Calcitonin-stimulated renal Ca2+ reabsorption occurs independently of TRPV5.

Abstract

BACKGROUND: Calcitonin (CT) is known to affect renal Ca(2+) handling. However, it remains unclear how CT affects Ca(2+) transport in the distal convolutions. The aim of this study was to investigate the contribution of the renal epithelial Ca(2+) channel, transient receptor potential vanilloid 5 (TRPV5), to renal Ca(2+) handling in response to CT. METHODS: C57BL/6 mice received a single overnight (16 hr) injection of CT. In addition, TRPV5 knockout (TRPV5(-/-)) mice and their wild type (TRPV5(+/+)) controls, received three bolus injections of CT over a 40 hr study period. All experimental groups were placed in metabolic cages. RESULTS: C57BL/6 mice received a single bolus injection of CT, which significantly reduced the urinary Ca(2+) excretion.

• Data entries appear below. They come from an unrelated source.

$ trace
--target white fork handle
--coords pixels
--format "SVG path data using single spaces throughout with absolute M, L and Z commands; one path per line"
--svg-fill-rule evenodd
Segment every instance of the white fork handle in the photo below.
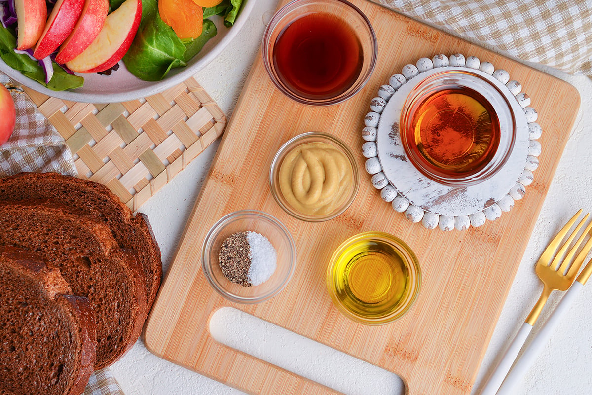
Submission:
M 577 297 L 583 289 L 584 286 L 581 283 L 577 281 L 574 281 L 574 284 L 561 298 L 561 300 L 553 310 L 545 325 L 535 335 L 532 341 L 525 349 L 524 352 L 516 361 L 514 366 L 512 367 L 512 370 L 506 377 L 506 380 L 504 380 L 503 384 L 499 391 L 497 391 L 497 395 L 514 393 L 513 388 L 516 383 L 524 376 L 525 373 L 532 366 L 536 357 L 540 354 L 540 351 L 547 344 L 548 341 L 555 331 L 557 324 L 561 320 L 562 316 L 569 310 L 574 300 Z
M 526 338 L 528 337 L 528 334 L 530 333 L 532 329 L 532 326 L 530 324 L 526 322 L 522 324 L 522 327 L 518 331 L 514 340 L 510 344 L 507 349 L 506 350 L 504 357 L 501 358 L 501 361 L 496 368 L 496 370 L 490 377 L 485 386 L 479 393 L 480 395 L 496 395 L 502 381 L 504 381 L 506 375 L 510 371 L 512 364 L 516 360 L 518 353 L 522 346 L 524 345 L 525 342 L 526 341 Z

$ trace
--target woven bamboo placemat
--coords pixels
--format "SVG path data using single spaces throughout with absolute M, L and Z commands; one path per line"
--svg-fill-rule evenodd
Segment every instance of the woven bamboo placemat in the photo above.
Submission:
M 136 211 L 224 131 L 226 116 L 193 78 L 162 93 L 92 104 L 25 92 L 66 140 L 79 176 Z

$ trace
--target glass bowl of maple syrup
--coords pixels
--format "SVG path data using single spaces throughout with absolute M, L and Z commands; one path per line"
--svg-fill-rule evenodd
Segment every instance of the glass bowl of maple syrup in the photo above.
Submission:
M 499 88 L 477 72 L 445 70 L 413 88 L 401 112 L 401 141 L 426 177 L 450 186 L 474 185 L 506 163 L 515 118 Z
M 340 103 L 361 89 L 376 64 L 374 30 L 346 0 L 295 0 L 269 21 L 262 44 L 274 84 L 309 105 Z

In addition, urinary Na(+) and K(+) excretion also decreased after CT administration. No apparent changes in renal expression of TRPV5, calbindin-D(28K) (CaBP28K) or TRPV6 could be detected between CT- and vehicle-treated mice. To evaluate whether TRPV5 activity is needed for the CT-induced increase in Ca(2+) reabsorption, mice with genetic ablation of TRPV5 (TRPV5(-/-)) were employed. TRPV5(-/-) mice as well as their wild-type (TRPV5(+/+)) controls received three bolus injections of CT over a 40-hr study period. Overnight (16 hrs) as well as the subsequent 24-hr urine was collected. Overnight urinary Ca(2+) excretion was reduced in both TRPV5(-/-) and TRPV5(+/+) mice after a bolus injection of CT. The subsequent 24-hr urinary excretion of Ca(2+) which was collected after the third bolus injection showed no effect of CT on renal Ca(2+) handling in either mice group. Accordingly, CT did not alter the intrarenal protein abundance of TRPV5 and CaBP28K after three bolus injections of CT. CONCLUSION: CT augments the renal reabsorptive capacity for Ca(2+). This increase is likely to occur independently of TRPV5.